The thought that someone, somewhere, at some time may have received this postcard from a friend and said to his wife, "Hey Hon, lookit these here Oklahoma Injuns just standing around waiting to get their picture taken," makes me cringe.
But I suppose the postcard industry makes it's profits by speaking in cultural stereotypes and shorthand. Go to Germany, you'll find postcards of frauleins in tightly tied bodices standing next to ledershosen shod men. Alaskan postcards probably display Nonookian families huddled in front of their domed ice homes, and grassed skirted "hula" girls and guys are the stuff of Hawaiian postcard dreams.
It also reminds me of a story my cousin, Booby (real name Winston, don't really know where the nickname Booby came from) tells of the grand times he spent in Paris, France studying at some culinary institute in the late '70's.
Seems he was at an upscale eatery, chatting up some local femmes, when the topic of his nationality and homeland came up. After stating he was born and raised in Honolulu, Hawaii, U.S.A., he drew stares and comments from the surrounding crowd - many of whom were inquiring how he liked wearing "real clothes" and sleeping in "houses made of brick and cement."

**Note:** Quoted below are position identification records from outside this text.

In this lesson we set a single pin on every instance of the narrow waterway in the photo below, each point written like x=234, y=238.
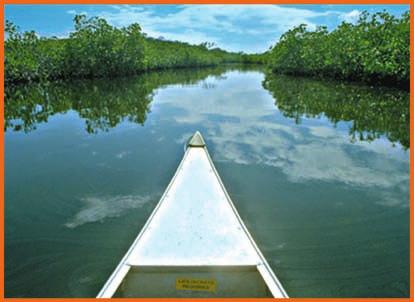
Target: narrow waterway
x=319, y=172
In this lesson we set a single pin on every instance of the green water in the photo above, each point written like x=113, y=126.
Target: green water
x=318, y=171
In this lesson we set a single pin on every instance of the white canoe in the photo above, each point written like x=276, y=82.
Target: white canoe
x=194, y=244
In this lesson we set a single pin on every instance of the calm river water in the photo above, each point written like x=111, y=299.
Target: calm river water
x=318, y=171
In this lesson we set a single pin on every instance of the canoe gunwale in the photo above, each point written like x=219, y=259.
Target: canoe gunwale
x=118, y=275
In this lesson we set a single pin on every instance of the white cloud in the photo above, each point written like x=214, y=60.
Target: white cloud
x=226, y=25
x=351, y=17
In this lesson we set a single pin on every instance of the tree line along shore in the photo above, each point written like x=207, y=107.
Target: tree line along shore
x=375, y=49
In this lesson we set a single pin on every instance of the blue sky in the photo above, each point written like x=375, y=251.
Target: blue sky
x=248, y=28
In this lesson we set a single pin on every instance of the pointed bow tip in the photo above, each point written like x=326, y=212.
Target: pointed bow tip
x=196, y=140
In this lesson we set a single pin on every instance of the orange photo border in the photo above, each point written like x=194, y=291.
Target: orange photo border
x=373, y=2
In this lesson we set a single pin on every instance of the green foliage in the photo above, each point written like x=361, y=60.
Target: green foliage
x=97, y=49
x=375, y=49
x=372, y=111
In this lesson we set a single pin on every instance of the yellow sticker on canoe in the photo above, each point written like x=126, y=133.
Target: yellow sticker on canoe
x=195, y=284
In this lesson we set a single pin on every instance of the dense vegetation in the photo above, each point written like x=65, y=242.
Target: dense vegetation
x=375, y=49
x=372, y=111
x=97, y=49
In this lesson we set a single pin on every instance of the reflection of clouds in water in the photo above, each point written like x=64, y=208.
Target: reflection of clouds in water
x=122, y=154
x=246, y=128
x=98, y=208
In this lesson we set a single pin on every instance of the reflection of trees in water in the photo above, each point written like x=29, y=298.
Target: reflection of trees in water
x=374, y=111
x=103, y=103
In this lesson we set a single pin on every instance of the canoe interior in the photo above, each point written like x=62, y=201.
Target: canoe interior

To this day I still crack up at the memory of him describing how he played up the "island boy" role with the Frenchie's and the disbelief in their ignorant, albeit romanticized, impressions of Hawaii in the 1970's.
Then there's this one...
Begging the question, if you went up to a Native American today and said, "How," just how fast would you have to run to avoid getting your much deserved butt kicking?